You got this. If you focus on the little things and do them consistently, you’ll feel great about your financial life, says Lisa Eaton, accredited financial counselor and founder of Firm Footing Financial Planning in Seattle.

We’ll make it easier and give you six ideas to help you think less about money in 2026, in 10 minutes or less.

1. Automate your fixed expenses

The problem with adulting is there are too many decisions to make in a day. Alleviate many of those about money by automating the no-brainer expenses.

You might already have your mortgage or rent come out automatically, but what else can you set and forget?

Eaton says automate as many fixed expenses as you can to save time, thought and reduce the risk of being late. Water, electricity, trash, cable and phone are all bills better paid on autopilot. The next time you sit down to pay these, select the automatic payment option.

Use your bank’s “bill pay” feature to keep them all in one place.

2. Automate your savings, too

What about the bill to yourself? You won’t miss it if you make adding to your savings automatic.

“This takes about 10 minutes, to set up a weekly or monthly transfer from checking to savings,” Robert Finley, a certified financial planner in Chicago, said in an email interview.

The same NerdWallet study found that 46% of Americans want to save money for emergencies in 2026. Start with whatever you can spare. Make it $20, $50, $75 or whatever jibes with your budget right now.

“Even small, consistent amounts add up, and once it’s automated, it’s completely hands off,” Finley said.

3. Consider a HYSA

As you build up your nest egg, a high-yield savings account is a good place to park some of your money. The best HYSAs usually offer an interest rate higher than traditional savings accounts.

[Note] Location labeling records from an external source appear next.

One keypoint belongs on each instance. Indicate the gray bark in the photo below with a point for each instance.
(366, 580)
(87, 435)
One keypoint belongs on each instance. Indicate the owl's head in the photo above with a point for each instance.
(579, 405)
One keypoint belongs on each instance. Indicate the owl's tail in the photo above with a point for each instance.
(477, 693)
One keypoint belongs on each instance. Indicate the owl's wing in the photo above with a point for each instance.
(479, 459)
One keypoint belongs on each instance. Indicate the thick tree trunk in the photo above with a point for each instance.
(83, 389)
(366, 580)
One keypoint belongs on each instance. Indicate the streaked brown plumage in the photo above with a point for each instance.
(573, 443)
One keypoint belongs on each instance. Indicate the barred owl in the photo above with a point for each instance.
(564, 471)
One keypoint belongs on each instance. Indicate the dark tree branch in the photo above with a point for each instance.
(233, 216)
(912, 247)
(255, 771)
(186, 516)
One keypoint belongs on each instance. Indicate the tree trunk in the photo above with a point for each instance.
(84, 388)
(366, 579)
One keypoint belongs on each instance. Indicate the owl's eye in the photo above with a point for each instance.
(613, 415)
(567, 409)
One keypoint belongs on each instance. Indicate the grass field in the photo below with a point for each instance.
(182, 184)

Find an institution you like and feel comfortable with, and consider opening an account. A balance of $10,000 could net you an extra $400 per year at an annual percentage yield of 4%, for example.

4. Investigate index funds

If you have money you’d like to invest, you can keep fees down and your approach simple, says Eaton.

“My baseline advice on investing is most people do really well with low-cost index funds,” she says.

Index funds mirror the performance of a stock market index, such as the S&P 500. When you invest in index funds, you’re putting money into many companies, instead of buying stock in just one.

To get started, Eaton suggests opening a brokerage account if you don’t have one.

“Pick your first index fund and automate $10 a month from now until whenever.”

5. Sever a subscription. Or two.

All that paying yourself first may mean you need to find room in your budget.

Are the Bluey episodes your kids have watched 16 times on Disney+ still worth the monthly price? Can you cancel Peacock, Paramount+ or Fox One after you’re done watching football?